The Australia Connection

The saga of British child migrants in Australia is particularly poignant.

Fewer children came here than went to Canada - only about 10,000. But Britain continued to send children here until 1967.

Thus Australian child migrants have had less time to come to terms with the fact of having been deported from the land of their birth. And with so many of them young enough to be hopeful of finding their parents in Britain, their quest for open databases, travel money, and counseling help is all the more urgent.

"We are very, very tired of being ignored," says Sybil McLaren-Carr, president of International Association of Former Child Migrants and Their Families, in Adelaide. The British and Australian governments, as well as the churches and agencies involved in child migration, have until now been slow to acknowledge their roles.

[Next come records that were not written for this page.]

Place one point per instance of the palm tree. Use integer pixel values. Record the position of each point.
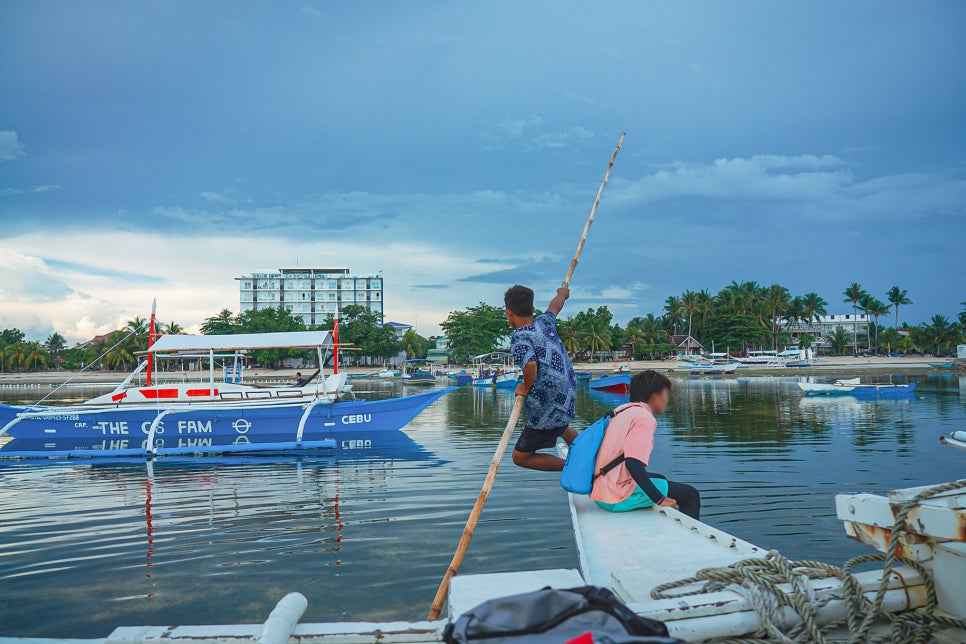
(118, 357)
(633, 337)
(813, 307)
(854, 293)
(940, 332)
(898, 297)
(839, 340)
(651, 329)
(690, 304)
(874, 307)
(891, 338)
(16, 353)
(34, 355)
(672, 312)
(596, 336)
(224, 323)
(778, 299)
(138, 328)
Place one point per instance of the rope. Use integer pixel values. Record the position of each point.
(757, 580)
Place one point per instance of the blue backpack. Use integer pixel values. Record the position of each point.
(580, 468)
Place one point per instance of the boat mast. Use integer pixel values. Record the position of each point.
(335, 341)
(151, 338)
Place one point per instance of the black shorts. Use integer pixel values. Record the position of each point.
(532, 440)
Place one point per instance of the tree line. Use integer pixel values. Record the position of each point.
(741, 316)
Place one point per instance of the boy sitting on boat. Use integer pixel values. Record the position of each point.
(630, 433)
(549, 383)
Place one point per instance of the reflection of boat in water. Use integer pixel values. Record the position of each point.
(620, 383)
(205, 418)
(855, 387)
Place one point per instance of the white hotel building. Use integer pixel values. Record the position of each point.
(312, 293)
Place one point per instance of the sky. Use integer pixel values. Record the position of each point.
(160, 149)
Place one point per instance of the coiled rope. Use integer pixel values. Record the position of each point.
(758, 579)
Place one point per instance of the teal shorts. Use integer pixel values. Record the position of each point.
(637, 500)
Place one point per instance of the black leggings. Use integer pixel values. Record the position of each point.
(687, 496)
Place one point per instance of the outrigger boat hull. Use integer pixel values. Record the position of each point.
(157, 430)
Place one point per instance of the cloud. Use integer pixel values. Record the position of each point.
(10, 146)
(39, 300)
(560, 138)
(216, 197)
(514, 128)
(7, 192)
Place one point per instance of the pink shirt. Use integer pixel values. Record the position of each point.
(631, 433)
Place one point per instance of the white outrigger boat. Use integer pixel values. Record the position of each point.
(495, 370)
(650, 559)
(954, 439)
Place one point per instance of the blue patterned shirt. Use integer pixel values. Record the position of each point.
(550, 404)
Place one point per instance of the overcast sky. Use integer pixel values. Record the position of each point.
(159, 149)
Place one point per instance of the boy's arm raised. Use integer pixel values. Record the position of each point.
(556, 304)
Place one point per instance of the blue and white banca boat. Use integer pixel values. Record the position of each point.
(145, 418)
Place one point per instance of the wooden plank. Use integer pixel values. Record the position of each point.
(467, 591)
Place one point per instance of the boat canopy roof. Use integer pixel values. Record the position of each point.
(242, 341)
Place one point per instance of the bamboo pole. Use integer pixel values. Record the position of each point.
(464, 543)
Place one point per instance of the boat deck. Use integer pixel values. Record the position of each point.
(633, 552)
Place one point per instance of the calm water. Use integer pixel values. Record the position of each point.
(86, 547)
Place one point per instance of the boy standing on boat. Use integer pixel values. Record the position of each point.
(549, 383)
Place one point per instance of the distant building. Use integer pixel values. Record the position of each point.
(824, 327)
(312, 293)
(686, 345)
(97, 339)
(399, 328)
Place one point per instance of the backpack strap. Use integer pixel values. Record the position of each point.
(617, 459)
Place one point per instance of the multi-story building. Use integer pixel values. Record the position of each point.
(312, 293)
(823, 328)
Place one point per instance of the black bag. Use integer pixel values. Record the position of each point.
(555, 616)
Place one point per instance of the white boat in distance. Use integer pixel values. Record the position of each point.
(854, 386)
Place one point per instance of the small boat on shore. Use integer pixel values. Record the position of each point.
(419, 372)
(209, 417)
(855, 387)
(620, 383)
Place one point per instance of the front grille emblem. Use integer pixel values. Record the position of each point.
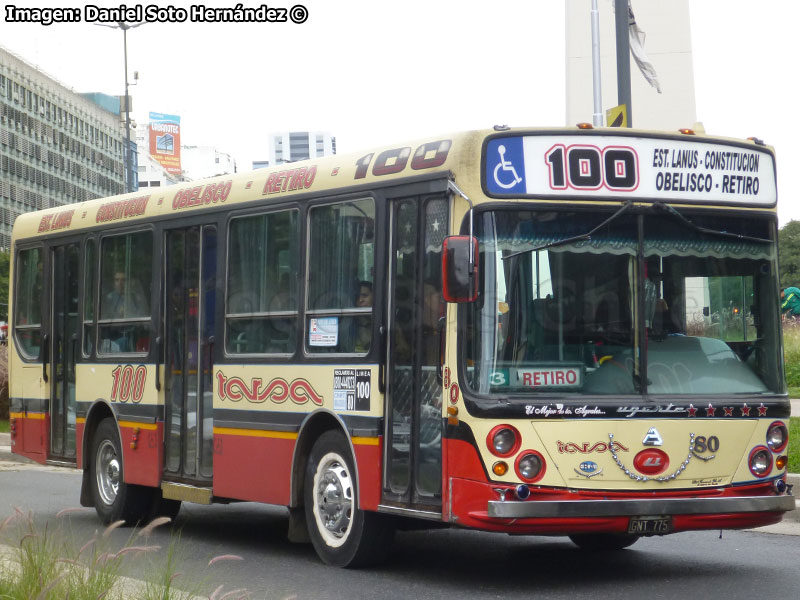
(652, 438)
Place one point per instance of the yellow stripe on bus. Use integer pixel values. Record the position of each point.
(148, 426)
(284, 435)
(359, 441)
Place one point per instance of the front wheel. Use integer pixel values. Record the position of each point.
(114, 500)
(342, 534)
(604, 542)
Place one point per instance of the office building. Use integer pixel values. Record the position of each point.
(297, 145)
(56, 146)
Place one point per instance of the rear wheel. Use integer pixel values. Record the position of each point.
(603, 542)
(114, 500)
(342, 534)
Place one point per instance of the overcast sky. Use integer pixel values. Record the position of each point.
(374, 73)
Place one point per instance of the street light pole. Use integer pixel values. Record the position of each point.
(127, 154)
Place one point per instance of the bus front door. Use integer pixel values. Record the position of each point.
(64, 261)
(190, 292)
(413, 462)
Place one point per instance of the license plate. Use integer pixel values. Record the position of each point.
(649, 525)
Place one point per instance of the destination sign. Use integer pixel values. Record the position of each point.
(631, 167)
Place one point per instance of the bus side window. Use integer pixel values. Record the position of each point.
(261, 314)
(340, 270)
(28, 301)
(125, 292)
(90, 267)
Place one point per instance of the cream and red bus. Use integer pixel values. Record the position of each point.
(548, 332)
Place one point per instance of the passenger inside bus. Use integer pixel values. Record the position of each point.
(364, 323)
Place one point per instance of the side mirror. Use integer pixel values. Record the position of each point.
(459, 277)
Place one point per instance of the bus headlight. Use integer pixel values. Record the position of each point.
(777, 436)
(530, 466)
(503, 440)
(760, 461)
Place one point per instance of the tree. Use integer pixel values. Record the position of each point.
(789, 254)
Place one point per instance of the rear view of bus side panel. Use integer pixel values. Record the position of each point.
(28, 388)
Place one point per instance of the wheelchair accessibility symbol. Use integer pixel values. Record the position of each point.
(505, 175)
(505, 166)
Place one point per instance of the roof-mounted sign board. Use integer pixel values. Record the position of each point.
(636, 168)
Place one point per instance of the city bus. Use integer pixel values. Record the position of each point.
(568, 332)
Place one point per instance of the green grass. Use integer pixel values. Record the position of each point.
(48, 561)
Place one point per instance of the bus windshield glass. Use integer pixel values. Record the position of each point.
(646, 305)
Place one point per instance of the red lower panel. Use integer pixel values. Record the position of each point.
(470, 498)
(31, 437)
(80, 427)
(369, 460)
(142, 453)
(253, 468)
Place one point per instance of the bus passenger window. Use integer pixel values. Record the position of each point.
(341, 277)
(262, 307)
(88, 297)
(29, 299)
(125, 292)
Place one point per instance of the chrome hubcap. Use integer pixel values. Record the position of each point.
(107, 467)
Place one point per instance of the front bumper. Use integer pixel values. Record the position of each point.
(513, 509)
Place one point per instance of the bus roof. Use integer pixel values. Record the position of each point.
(460, 153)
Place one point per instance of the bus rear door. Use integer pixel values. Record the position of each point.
(63, 351)
(190, 292)
(413, 463)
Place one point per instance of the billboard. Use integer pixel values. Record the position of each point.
(165, 141)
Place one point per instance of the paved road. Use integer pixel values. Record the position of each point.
(439, 564)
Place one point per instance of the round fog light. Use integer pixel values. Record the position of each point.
(760, 461)
(503, 440)
(777, 436)
(500, 468)
(530, 466)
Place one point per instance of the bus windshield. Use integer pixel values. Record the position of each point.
(646, 305)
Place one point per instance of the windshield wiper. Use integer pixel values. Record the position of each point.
(575, 238)
(670, 210)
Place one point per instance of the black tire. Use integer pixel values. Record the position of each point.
(604, 542)
(342, 534)
(114, 500)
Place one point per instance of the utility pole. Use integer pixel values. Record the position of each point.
(597, 117)
(127, 154)
(621, 10)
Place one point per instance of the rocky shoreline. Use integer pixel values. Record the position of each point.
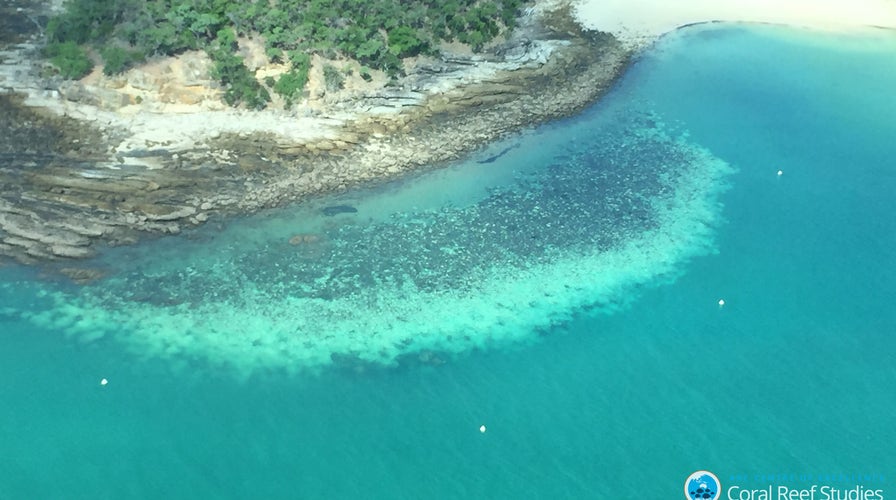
(69, 186)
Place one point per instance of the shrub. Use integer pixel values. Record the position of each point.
(70, 58)
(333, 79)
(291, 84)
(117, 59)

The parliamentarians who came to Australia to hear testimony were "not only in a state of shock but horror," says Ms. McLaren-Carr, as they heard the stories of young children, often with parents or other caring relatives, taken from children's homes and shipped Down Under without permission or knowledge of their families. "We were deported as innocent children," says McLaren-Carr. Names were changed, birthdates altered, mothers lied to. Her own research has led her back to her parents' gravesites in Britain.

Many former migrants find it especially hard to accept that the program was carried out for what is now seen as a specious purpose: to populate thinly settled parts of the country, particularly Western Australia, to defend against "the menace of the teeming millions of our neighboring Asiatic races," as the Archbishop of Perth put it at the time.

"The government and parliament of Western Australia have apologized" since the parliamentary committee has issued its report, says Audrey Wise, MP, who served on the committee. "More than apology is needed. Apology is fine if it's part of further action. It's not fine if it's instead of further action."